I’m reposting my very 1st story Rockdust (In The Beginning)… When thinking of that driveway I remember my Papaw sweating, cussing and spreading rock with that flat shovel. I smile- he was my hero. I also see a boy looking out his bedroom window wondering if there was anything for him beyond that rock driveway. Ironic as today when I visit home the only thing left of our farm is the old garage and that same rock driveway. Only now I’m on the other side looking up and remembering. Thank you all….
It happens in a flash, life. And it’s strange watching the outside get old while the inside feels the same. I’ve never felt young on the inside.
As a boy I would watch my mother’s reflection in her dresser mirror while she added the finishing touches to her hair and makeup. Through a cloud of Final Net, I would squint my eyes tightly, and she would remind me of Doris Day in Midnight Lace. Like all the women I adored watching on television and movies, she was beautiful.
It was exactly how I dreamed of being when I grew up. How I dreamed the world should be – filled with beauty, and glamour. I didn’t understand that a boy from the Midwest was expected to be a certain way. It was a way that I certainly wasn’t, and would never be. But beauty and glamour played no part in that expectation.
Through the thick white rock dust I could see my grandfather working the wide flat shovel. Seems there had been several types of rock to choose from and Papaw had been painstaking with his choice. Base Rock; finish rock, wash rock and pea gravel. The rocks were apparently irregular in size making it difficult to spread. Never particularly caring what anyone might hear or think, Papaw believed in expressing his opinions. About every third Goddamn brought a gasp from Mom who was standing in the window, wide-eyed, with anticipation of the dust and grit that would (by her account) find its way inside the house.
Papaw was hilariously irreverent with his Goddamn this and Goddamn that. I was used to the men in my immediate world – my father calling me stupid and useless, with every free moment spent in church being told to be perfect. Papaw was instead wonderfully outrageous. He was my hero.

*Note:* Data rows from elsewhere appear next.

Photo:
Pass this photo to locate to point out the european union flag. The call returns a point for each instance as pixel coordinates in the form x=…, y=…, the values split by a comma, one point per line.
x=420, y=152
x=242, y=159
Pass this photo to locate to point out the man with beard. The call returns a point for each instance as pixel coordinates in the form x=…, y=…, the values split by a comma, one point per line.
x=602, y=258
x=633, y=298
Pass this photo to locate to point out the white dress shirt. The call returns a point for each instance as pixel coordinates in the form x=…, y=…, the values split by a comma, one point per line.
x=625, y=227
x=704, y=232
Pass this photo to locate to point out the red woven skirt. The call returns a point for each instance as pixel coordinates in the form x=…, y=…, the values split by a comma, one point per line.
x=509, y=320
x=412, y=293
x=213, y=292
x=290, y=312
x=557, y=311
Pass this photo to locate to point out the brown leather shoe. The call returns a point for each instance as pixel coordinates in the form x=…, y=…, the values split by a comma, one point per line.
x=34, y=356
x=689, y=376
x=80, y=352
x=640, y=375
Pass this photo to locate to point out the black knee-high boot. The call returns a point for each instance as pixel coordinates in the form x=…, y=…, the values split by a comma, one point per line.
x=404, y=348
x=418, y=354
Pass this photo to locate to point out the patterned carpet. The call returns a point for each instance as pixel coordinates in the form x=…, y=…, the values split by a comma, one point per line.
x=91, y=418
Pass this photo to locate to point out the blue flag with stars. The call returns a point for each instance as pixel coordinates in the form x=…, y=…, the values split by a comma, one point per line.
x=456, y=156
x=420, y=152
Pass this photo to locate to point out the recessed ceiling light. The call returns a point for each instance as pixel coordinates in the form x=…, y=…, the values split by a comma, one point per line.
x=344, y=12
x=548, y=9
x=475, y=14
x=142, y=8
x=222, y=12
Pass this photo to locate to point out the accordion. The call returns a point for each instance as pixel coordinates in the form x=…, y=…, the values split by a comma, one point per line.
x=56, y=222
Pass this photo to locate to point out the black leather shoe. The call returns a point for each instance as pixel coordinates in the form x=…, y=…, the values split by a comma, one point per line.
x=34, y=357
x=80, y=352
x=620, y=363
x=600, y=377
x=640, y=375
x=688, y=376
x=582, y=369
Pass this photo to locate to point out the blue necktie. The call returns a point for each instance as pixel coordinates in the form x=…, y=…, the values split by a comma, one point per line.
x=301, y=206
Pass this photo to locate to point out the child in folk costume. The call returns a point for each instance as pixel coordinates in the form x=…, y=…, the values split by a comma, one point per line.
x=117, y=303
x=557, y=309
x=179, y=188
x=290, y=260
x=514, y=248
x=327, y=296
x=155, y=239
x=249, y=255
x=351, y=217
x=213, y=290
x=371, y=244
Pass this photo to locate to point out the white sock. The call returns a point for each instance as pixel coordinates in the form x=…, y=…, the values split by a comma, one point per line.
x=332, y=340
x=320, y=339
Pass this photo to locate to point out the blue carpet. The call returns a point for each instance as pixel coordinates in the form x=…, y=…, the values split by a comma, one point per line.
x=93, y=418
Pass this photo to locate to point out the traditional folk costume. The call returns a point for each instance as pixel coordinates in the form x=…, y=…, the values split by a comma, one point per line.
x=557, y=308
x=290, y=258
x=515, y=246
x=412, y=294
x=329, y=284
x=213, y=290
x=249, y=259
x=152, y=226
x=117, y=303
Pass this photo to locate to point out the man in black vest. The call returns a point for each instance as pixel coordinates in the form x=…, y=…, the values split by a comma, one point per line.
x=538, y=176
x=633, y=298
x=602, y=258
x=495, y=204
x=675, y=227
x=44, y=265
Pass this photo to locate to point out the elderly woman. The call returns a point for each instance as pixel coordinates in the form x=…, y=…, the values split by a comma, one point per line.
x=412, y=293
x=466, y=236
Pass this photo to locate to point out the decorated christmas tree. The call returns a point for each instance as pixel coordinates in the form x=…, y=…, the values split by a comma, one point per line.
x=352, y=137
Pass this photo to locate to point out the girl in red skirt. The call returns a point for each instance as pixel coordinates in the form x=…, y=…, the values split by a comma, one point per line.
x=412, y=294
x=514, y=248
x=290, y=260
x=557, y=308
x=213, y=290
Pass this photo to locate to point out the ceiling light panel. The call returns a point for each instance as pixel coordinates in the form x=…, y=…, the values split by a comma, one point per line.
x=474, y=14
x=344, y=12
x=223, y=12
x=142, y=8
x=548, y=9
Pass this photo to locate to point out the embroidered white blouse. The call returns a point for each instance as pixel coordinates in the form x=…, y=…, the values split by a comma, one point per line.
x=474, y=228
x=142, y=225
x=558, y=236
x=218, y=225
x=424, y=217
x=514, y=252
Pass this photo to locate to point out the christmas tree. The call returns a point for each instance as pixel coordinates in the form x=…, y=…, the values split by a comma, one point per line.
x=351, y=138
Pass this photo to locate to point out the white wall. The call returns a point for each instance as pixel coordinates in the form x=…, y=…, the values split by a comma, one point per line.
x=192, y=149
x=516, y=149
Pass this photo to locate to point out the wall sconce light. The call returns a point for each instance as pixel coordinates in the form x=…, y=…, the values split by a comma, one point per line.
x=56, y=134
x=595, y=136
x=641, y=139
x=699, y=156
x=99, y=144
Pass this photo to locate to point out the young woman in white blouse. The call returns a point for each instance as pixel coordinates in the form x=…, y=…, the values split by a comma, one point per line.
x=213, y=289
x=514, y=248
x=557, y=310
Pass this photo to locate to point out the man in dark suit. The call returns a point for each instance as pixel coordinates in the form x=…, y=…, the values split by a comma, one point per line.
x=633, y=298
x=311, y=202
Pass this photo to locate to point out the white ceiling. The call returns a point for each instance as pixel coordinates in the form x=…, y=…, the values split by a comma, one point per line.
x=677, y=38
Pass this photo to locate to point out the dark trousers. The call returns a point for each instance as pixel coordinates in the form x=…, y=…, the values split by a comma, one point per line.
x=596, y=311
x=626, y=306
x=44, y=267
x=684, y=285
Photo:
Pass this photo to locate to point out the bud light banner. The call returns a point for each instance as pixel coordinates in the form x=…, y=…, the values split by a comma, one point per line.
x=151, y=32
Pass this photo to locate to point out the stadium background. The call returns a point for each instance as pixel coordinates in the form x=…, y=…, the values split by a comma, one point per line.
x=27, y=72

Papaw took his projects very seriously. As a truck driver who hauled rock, gravel and coal for a living, this project was intense. Papaw seemed to hold expert knowledge and skill in pretty much everything he was interested in. My father found this high level of expertise unbearable, and this perhaps explained his absence that morning. And even though Papaw threatened to drop the Goddamn shovel and walk away if my father suddenly appeared, he nonetheless talked for years about breaking his back alone, while being covered in rock dust.

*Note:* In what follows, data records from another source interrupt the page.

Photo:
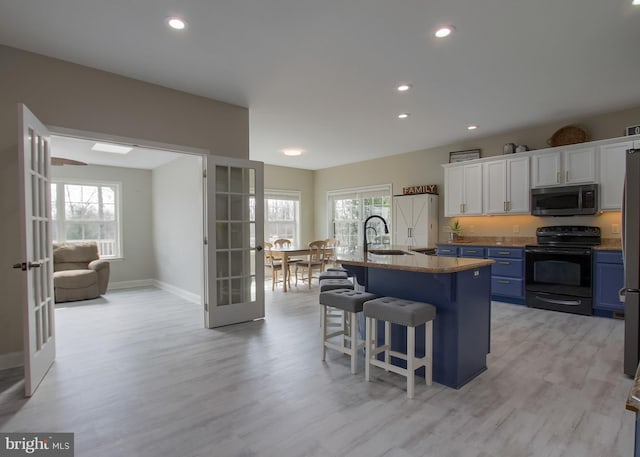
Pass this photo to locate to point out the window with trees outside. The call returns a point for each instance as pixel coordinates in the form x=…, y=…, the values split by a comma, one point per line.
x=282, y=215
x=348, y=209
x=87, y=212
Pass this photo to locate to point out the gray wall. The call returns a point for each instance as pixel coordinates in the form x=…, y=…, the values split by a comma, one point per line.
x=76, y=97
x=424, y=167
x=137, y=225
x=178, y=223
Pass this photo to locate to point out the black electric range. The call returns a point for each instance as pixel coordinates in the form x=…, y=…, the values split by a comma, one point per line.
x=558, y=268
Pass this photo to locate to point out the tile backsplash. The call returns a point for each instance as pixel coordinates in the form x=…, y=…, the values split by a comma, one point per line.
x=525, y=225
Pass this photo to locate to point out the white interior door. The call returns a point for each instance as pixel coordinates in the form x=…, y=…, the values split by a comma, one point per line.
x=234, y=260
x=37, y=261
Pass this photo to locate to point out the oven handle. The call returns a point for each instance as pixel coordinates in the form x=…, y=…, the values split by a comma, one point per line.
x=558, y=251
x=560, y=302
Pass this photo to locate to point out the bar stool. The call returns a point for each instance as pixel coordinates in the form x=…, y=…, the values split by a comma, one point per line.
x=332, y=275
x=335, y=283
x=342, y=269
x=410, y=314
x=351, y=303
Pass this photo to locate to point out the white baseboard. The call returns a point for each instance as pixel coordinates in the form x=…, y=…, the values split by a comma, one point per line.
x=131, y=284
x=189, y=296
x=11, y=360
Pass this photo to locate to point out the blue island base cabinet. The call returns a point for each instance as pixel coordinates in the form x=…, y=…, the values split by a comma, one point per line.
x=461, y=329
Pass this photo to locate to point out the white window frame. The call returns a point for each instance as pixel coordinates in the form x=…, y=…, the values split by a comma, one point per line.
x=281, y=194
x=60, y=229
x=358, y=193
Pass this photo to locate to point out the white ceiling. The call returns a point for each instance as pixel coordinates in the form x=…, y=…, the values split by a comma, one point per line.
x=321, y=75
x=80, y=149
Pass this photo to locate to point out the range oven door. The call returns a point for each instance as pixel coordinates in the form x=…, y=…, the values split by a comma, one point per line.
x=559, y=279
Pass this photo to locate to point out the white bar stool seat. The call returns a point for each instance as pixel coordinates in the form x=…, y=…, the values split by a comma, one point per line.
x=410, y=314
x=350, y=302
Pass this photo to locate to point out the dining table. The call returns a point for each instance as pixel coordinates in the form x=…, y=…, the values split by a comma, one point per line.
x=285, y=253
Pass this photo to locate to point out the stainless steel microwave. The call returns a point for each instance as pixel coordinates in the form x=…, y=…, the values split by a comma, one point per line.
x=565, y=200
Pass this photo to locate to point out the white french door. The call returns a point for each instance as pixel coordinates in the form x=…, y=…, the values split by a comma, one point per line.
x=37, y=260
x=234, y=227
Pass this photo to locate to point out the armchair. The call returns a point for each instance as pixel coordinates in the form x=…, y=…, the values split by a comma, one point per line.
x=78, y=271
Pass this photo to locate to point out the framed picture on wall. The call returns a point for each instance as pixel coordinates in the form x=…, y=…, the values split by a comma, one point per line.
x=461, y=156
x=633, y=130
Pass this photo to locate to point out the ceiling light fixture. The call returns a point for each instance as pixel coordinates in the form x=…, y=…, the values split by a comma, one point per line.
x=114, y=148
x=176, y=23
x=444, y=31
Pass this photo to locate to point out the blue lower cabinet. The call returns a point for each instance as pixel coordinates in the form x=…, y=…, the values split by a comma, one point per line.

Our house sat up on a hill, away from the Pike Forest road. It was small with no trees, but after my Papaw was done, it had a very elaborate rock driveway. Behind the house was a field. It was enclosed in a rusted barbed wire fence, with a gate made from wood beams and sheet metal. You could look out across the wide-open space and see our horses drinking from a small pond. A few feet from the gate was an old barn with a black tarpaper roof. One of my designated chores was shoveling horseshit out of the barn into a wheel barrel. For someone who wanted to grow up and be glamorous, this was nothing less than pure torture. Flies dancing around my head, and the horrible smell filling my nostrils. I gagged dramatically. Rolling the wheel barrel down an old dirt path leading into the woods on this particular day, I cleared my throat and began singing “The Morning After” from ‘The Poseidon Adventure.
Afterwards, sitting on the seat of the rusted out old tractor, I took a bite of my baloney sandwich and looked across the field. These were all the things found on a farm in the middle of Indiana.
“Boy, you do something right the first time and ya’ll only have to do it once.” A piece of advice Papaw reminded me of throughout my childhood. That night standing and looking out over the newly finished driveway, Papaw beamed. The rock dust had settled and almost glistened under the setting sun. Walking the entire length of the winding driveway, he made a final inspection. I had no idea what this driveway would come to represent.